DIR: Maya Derrington • PRO: Maya Derrington, Nicky Gogan • DOP: Suzie Lavelle • ED: Paul Rowley
Anyone who frequents Dublin’s inner city knows to whom this title refers: a particular social group who walk the streets wearing obnoxiously brightly-coloured pyjamas. These girls are not from one particular area of Dublin but often seem to be found near Dublin City Council flats. Maya Derrington’s intimate documentary chooses one such girl and follows her for a few months in 2009.
The wonderful thing about Pyjama Girls is that it does not try to be shocking, it doesn’t try to attack the culture that bred these girls, it doesn’t try to condescend to anyone; the film merely shows, very personally, the lives that these girls lead. Our leading lady, Lauren, while not always likeable, is brave and honest and clearly never allows the camera to influence her actions and reactions. She proves a perfect subject as she hides nothing, nor is she ashamed of anything.

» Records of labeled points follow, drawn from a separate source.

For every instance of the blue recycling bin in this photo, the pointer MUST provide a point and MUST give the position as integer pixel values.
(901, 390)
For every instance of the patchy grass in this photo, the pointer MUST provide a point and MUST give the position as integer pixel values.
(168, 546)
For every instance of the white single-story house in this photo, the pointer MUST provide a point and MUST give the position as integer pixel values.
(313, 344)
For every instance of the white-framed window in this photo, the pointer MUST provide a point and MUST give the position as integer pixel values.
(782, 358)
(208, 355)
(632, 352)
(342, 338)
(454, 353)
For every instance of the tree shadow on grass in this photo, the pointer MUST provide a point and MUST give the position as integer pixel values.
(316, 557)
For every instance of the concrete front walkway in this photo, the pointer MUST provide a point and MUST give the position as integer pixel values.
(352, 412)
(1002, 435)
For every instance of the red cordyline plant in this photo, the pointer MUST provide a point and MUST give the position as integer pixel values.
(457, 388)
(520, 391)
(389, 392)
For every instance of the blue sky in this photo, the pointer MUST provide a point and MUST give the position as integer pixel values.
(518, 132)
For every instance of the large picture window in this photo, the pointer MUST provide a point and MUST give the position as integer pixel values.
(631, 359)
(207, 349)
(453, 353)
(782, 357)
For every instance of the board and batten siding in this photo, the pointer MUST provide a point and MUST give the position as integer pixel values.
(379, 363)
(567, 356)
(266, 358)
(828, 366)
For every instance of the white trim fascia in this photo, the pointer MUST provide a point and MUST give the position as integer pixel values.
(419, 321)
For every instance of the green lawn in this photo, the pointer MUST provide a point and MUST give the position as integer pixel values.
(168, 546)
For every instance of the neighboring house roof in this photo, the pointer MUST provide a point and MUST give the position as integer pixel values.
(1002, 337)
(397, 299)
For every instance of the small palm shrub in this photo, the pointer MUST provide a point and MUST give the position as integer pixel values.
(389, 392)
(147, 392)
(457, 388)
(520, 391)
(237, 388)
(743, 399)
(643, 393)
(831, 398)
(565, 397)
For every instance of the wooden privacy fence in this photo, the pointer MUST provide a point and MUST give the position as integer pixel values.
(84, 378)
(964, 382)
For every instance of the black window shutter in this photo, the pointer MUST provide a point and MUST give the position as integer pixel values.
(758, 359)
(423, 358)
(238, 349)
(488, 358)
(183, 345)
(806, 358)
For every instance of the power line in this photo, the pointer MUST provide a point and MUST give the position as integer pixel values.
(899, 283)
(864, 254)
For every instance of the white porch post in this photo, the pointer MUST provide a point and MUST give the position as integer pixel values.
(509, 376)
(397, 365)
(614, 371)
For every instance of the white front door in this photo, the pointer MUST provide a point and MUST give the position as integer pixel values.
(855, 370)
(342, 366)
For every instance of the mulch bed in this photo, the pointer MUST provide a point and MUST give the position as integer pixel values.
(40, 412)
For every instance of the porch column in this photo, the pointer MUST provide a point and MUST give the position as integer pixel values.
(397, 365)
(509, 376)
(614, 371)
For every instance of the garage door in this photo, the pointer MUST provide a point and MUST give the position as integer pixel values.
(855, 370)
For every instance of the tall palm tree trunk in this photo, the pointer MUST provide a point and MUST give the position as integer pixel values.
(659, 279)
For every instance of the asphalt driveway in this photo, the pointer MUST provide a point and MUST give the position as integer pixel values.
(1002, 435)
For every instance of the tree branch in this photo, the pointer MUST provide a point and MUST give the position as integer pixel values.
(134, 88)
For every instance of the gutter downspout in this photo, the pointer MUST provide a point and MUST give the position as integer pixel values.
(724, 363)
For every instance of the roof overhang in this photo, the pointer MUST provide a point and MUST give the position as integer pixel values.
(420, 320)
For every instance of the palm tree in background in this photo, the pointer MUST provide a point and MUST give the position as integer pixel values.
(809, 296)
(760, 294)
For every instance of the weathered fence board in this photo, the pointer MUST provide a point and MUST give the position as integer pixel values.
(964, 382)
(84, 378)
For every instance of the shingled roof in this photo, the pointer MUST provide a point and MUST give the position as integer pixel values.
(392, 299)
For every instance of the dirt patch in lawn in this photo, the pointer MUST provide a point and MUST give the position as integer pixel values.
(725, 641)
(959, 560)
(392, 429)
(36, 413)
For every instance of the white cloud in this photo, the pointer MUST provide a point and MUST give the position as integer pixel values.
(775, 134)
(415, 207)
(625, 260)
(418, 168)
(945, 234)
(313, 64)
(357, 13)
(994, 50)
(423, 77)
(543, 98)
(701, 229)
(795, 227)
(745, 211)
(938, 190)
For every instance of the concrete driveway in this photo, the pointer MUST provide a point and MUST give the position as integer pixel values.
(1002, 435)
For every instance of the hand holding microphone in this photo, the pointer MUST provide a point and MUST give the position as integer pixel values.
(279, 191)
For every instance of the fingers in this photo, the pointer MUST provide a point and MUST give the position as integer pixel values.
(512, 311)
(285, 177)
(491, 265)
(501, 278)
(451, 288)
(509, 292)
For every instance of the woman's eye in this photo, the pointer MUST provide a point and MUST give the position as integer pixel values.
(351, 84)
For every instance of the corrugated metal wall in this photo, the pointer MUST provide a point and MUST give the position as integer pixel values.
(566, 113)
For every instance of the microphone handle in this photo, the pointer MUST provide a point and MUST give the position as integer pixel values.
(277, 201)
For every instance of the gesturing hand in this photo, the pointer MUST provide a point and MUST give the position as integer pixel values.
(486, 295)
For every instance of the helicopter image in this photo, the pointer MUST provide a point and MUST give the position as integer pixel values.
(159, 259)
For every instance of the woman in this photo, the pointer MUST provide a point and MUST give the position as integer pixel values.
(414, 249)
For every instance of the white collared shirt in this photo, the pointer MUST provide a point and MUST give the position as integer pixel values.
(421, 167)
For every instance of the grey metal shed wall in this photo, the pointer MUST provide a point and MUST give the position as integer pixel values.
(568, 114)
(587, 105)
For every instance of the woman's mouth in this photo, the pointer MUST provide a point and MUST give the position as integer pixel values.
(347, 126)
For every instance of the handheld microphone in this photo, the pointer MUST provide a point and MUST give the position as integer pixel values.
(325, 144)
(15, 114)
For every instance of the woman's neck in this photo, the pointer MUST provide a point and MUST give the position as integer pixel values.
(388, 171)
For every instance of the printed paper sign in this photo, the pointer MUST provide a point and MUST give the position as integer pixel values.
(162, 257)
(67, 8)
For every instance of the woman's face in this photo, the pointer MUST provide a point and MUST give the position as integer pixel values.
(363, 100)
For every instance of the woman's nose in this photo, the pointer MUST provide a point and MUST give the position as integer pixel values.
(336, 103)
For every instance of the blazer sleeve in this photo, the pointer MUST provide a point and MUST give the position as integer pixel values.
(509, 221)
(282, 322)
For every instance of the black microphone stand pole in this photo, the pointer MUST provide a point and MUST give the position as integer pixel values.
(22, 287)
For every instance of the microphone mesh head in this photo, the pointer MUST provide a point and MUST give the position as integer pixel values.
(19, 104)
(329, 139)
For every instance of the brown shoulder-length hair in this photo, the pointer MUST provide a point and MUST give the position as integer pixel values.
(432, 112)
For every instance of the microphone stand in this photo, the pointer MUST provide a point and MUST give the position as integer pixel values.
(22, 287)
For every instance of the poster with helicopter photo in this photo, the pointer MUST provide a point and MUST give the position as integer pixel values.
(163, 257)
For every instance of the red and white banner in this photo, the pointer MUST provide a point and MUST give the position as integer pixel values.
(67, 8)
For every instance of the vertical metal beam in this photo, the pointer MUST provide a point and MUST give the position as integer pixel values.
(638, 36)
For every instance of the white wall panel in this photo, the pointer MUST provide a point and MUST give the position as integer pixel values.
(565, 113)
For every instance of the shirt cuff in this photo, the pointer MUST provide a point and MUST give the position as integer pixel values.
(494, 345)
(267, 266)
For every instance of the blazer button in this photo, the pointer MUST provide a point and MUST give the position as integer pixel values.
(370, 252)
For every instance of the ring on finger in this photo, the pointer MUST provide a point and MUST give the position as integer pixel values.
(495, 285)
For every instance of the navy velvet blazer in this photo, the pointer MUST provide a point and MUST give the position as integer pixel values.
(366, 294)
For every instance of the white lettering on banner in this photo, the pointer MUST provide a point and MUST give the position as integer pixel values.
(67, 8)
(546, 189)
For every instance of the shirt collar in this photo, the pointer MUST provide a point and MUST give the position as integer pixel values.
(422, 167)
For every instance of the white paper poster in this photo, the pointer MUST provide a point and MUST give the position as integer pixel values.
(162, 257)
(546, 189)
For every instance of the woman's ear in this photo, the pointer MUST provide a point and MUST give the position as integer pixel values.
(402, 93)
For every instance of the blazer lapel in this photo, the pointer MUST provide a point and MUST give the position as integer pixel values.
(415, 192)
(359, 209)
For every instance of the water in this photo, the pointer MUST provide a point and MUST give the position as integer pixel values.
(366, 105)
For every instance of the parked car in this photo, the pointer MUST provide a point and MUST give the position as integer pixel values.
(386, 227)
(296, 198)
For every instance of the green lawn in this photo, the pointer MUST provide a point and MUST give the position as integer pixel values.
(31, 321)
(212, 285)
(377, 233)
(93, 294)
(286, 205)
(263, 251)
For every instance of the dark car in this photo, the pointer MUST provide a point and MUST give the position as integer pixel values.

Her reasoning for wearing pyjamas is slightly odd though, as she claims they wear them around ‘the flats’ because they are like one big house and it feels normal to just wear your pyjamas around. So why wear them into town? Who knows? That question was left unanswered, but the film alludes to the idea that society cares little for these girls so they care little for society’s norms. This may be a rather grandiose claim, but one that may, in some way, be true.
Personally I was expecting a documentary about the phenomenon of the pyjama girls and how widespread it is, but what this film does is far more intimate. Perhaps my questions about these girls who swarm all over my local Spar were left unanswered, but the content itself was sincere and touching enough to make up for that and this is ultimately an engaging and enjoyable human drama.